" Faites-Moi Crédit ! "
    Par Uri Avnery
le 27 novembre 2004, avnery-news.co.il


"Faites-moi crédit !" s'écria le nouveau premier Ministre, Lévi Eshkol, à la convention du Parti Travailliste en février 1965, s'adressant à David Ben Gourion.

"A peine eut-il démissionné que Ben Gourion commença à saper les initiatives de son successeur. Eshkol, qui ne s'était occupé jusqu'à présent que des finances, avait l'air bien fade et inefficace comparé à son monumental prédécesseur, le Père de l'Etat, celui qui a conduit deux guerres.

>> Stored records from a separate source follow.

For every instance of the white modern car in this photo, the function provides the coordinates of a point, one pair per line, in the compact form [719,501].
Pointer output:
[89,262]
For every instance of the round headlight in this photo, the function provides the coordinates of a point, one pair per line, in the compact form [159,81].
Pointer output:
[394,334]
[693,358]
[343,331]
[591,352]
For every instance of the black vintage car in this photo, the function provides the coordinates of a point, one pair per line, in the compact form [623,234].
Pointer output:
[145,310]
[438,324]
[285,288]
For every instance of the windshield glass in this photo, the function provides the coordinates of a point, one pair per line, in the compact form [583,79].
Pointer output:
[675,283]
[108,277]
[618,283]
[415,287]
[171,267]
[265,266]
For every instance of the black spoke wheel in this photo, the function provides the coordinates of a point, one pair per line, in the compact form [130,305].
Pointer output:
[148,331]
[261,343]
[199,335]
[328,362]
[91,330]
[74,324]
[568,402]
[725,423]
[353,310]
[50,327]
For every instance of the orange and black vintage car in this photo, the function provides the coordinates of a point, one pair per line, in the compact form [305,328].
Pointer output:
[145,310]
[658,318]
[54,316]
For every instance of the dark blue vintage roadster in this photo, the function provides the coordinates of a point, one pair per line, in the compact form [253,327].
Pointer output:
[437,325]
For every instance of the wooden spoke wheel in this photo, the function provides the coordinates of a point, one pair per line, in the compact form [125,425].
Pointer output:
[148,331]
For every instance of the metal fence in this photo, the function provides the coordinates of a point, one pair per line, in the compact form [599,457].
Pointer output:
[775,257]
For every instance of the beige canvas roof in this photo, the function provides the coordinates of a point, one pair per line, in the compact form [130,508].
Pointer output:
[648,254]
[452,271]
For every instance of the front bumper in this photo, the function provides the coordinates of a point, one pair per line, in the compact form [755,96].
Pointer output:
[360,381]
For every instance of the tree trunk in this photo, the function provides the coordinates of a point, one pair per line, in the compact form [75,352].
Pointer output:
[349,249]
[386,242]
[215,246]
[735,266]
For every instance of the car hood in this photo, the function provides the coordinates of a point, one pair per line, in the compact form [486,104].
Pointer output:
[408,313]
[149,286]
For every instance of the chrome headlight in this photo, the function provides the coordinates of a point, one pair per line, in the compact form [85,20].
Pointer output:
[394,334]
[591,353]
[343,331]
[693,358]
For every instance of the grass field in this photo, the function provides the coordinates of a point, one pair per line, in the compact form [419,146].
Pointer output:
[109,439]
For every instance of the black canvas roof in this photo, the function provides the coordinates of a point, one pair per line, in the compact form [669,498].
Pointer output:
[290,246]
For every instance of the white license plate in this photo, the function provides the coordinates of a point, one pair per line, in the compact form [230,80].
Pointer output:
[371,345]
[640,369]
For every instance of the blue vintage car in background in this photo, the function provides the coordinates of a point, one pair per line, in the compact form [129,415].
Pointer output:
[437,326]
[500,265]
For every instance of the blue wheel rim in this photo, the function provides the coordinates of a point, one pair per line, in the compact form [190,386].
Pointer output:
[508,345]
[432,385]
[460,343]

Eshkol pensait plutôt littéralement ce qu'il disait. Il s'était exclamé : "Ben Gourion, j'utiliserai le langage d'un trésorier : Faites-moi crédit ! C'est tout ce que je demande, le temps d'un mandat, quatre ans tout au plus!"

Ce cri déchirant ne l'a pas aidé. Ben Gourion quitta le Parti et continua à menacer Eshkol des flammes de l'enfer.

Abou Mazen se retrouve aujourd'hui dans une situation similaire. Lui aussi pourrait crier : "Faites-moi crédit !"

Bien sûr, son illustre prédécesseur ne peut pas l'attaquer de front. A part indirectement, par la voie de son héritage. Mais Abou Mazen a déjà suffisamment d'adversaires dans son propre parti, le Fatah.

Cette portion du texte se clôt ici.